Moreover, reference numeral 22 denotes a lead connected to the outer end of the auxiliary winding, and therefore it is these two leads 21, 22 that provide the voltage of the sensor winding 11. Since the sensor winding according to the invention is arranged in the secondary winding 3, an electrical connection between the secondary winding 3 and the circuit 4 is required. In the illustrated example, the leads 21 and 22 are simply physically connected to the circuit, which results in a rigid structure of the transformer. The primary winding 2 and the circuit 4 cannot be dislocated from the secondary winding 3 when the leads 21, 22 are fixed to the circuit.

Another embodiment of the invention relates to a transformer with a more conventional coil, wherein the secondary winding layer is arranged in axially separated sectors (see FIG. 6). In this case, the auxiliary winding 9 'according to the invention is radially inside the one of the secondary winding layers 7' insulated by the insulating layer 8 'as shown in FIG. It is preferred that they can be arranged.

Further embodiments are also possible within the scope of the invention, which is not limited by the above description. For example, other designs of secondary windings are possible and still allow for the arrangement of auxiliary windings separated from the insulating layer. Through this, the advantages of the present invention can be obtained.

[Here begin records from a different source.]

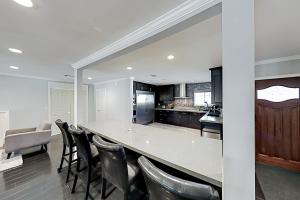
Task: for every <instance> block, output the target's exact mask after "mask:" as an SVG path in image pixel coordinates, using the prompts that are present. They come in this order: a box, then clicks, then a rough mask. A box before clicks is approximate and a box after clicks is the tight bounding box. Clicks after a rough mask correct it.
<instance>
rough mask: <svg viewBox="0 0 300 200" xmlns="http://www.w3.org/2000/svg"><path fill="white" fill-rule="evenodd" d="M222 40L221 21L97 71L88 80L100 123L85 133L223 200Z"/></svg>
mask: <svg viewBox="0 0 300 200" xmlns="http://www.w3.org/2000/svg"><path fill="white" fill-rule="evenodd" d="M206 17H207V16H206ZM221 38H222V37H221V16H220V15H216V16H214V17H212V18H208V19H206V20H204V19H203V21H201V23H197V24H190V26H189V27H188V28H186V29H184V30H180V31H178V32H176V33H174V34H171V35H168V36H165V37H162V38H160V39H158V40H156V41H155V42H152V43H151V44H148V45H145V46H143V47H141V48H137V49H135V50H134V51H131V52H129V53H124V54H121V55H119V56H116V57H115V58H113V59H108V60H106V61H104V62H99V63H97V62H96V63H93V64H91V65H90V66H89V67H88V68H86V69H84V70H83V71H82V80H84V83H87V84H89V85H90V86H89V87H90V91H92V92H91V93H90V94H92V95H94V97H92V99H93V98H94V99H95V101H94V103H93V104H95V109H91V110H95V111H96V113H95V114H94V118H95V120H89V122H80V121H79V122H78V124H79V126H80V127H81V128H83V129H86V130H87V131H89V132H93V133H96V134H98V135H99V136H101V137H103V138H105V139H107V140H109V141H112V142H116V143H118V144H121V145H122V146H124V147H125V148H126V149H128V150H129V151H133V152H135V153H137V154H138V155H144V156H146V157H148V158H150V159H152V160H153V161H155V162H156V163H157V164H159V165H160V166H161V167H163V168H164V167H167V171H168V172H170V173H174V175H175V176H181V175H183V176H182V178H187V179H189V180H194V181H197V182H204V183H205V184H209V185H212V186H213V187H214V188H216V189H217V190H218V192H219V194H221V193H222V167H223V164H222V159H223V154H222V149H223V141H222V67H220V66H222V58H221V55H222V45H221V44H222V40H221ZM196 39H197V40H198V41H199V40H201V41H200V42H197V43H195V42H194V41H195V40H196ZM132 122H133V123H132ZM201 135H202V136H203V137H201ZM178 147H181V148H178ZM175 149H176V150H175ZM187 155H189V156H187ZM194 157H197V158H198V159H194Z"/></svg>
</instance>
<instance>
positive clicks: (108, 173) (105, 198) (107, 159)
mask: <svg viewBox="0 0 300 200" xmlns="http://www.w3.org/2000/svg"><path fill="white" fill-rule="evenodd" d="M93 143H94V144H95V145H96V147H97V149H98V151H99V155H100V160H101V164H102V183H101V185H102V186H101V200H102V199H106V198H107V197H108V196H109V195H110V194H111V193H112V192H113V191H114V190H115V189H116V188H117V189H119V190H120V191H121V192H122V193H123V199H124V200H127V199H128V196H129V194H130V187H131V185H133V184H134V183H135V181H136V180H137V176H138V174H139V171H140V169H139V167H138V165H137V161H136V160H127V157H126V154H125V150H124V148H123V147H122V146H121V145H119V144H114V143H110V142H106V141H104V140H102V139H101V138H100V137H99V136H97V135H95V136H94V137H93ZM106 182H109V183H111V184H112V185H113V186H114V189H113V190H111V191H110V192H108V194H106V189H107V184H106Z"/></svg>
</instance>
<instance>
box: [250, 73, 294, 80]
mask: <svg viewBox="0 0 300 200" xmlns="http://www.w3.org/2000/svg"><path fill="white" fill-rule="evenodd" d="M293 77H300V74H284V75H275V76H262V77H257V78H255V80H266V79H277V78H293Z"/></svg>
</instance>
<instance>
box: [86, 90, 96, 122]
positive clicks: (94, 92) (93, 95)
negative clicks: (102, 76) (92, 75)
mask: <svg viewBox="0 0 300 200" xmlns="http://www.w3.org/2000/svg"><path fill="white" fill-rule="evenodd" d="M88 87H89V88H88V90H89V92H88V95H89V100H88V115H89V116H88V120H89V121H95V120H96V104H95V103H96V99H95V86H94V85H89V86H88Z"/></svg>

As described above, the present invention is used for the types of transformers in high voltage generators common to CRT display units, overvoltage protection methods, and the like.

Claims (7)

Primary (low voltage) windings, Secondary (high voltage) windings, An over-protection circuit, arranged to shut off the transformer when the voltage at the auxiliary winding exceeds a predefined level. A high voltage transformer having Over Voltage Protection (OVP), comprising: The auxiliary winding is coupled to the secondary winding and is insulated from the secondary winding by at least one layer of insulating foil. The high voltage transformer of claim 1, wherein the secondary winding is formed of a plurality of coaxial layers, each coaxial layer comprising a winding layer and an insulating layer. 3. The high voltage transformer of claim 2, wherein each insulation layer comprises at least one insulation foil. 4. The high voltage transformer of claim 2 or 3, wherein the auxiliary winding is arranged radially inside the innerner winding layer of the secondary winding. The high voltage transformer of claim 1, wherein the secondary windings are formed of a plurality of axially spaced winding sections, each of which includes a plurality of winding turns. The high voltage transformer of claim 5, wherein the auxiliary winding is radially arranged inside the winding number in one of the winding sections. An overvoltage protection (OVP) method of a high voltage transformer, comprising a primary (low voltage) winding, a secondary (high voltage) winding, and an overprotection circuit arranged to disconnect the transformer when the voltage at the auxiliary winding exceeds a predefined level. As Coupling the auxiliary winding to the secondary (high voltage) winding; Insulating said auxiliary winding from said secondary winding having at least one layer of insulating foil.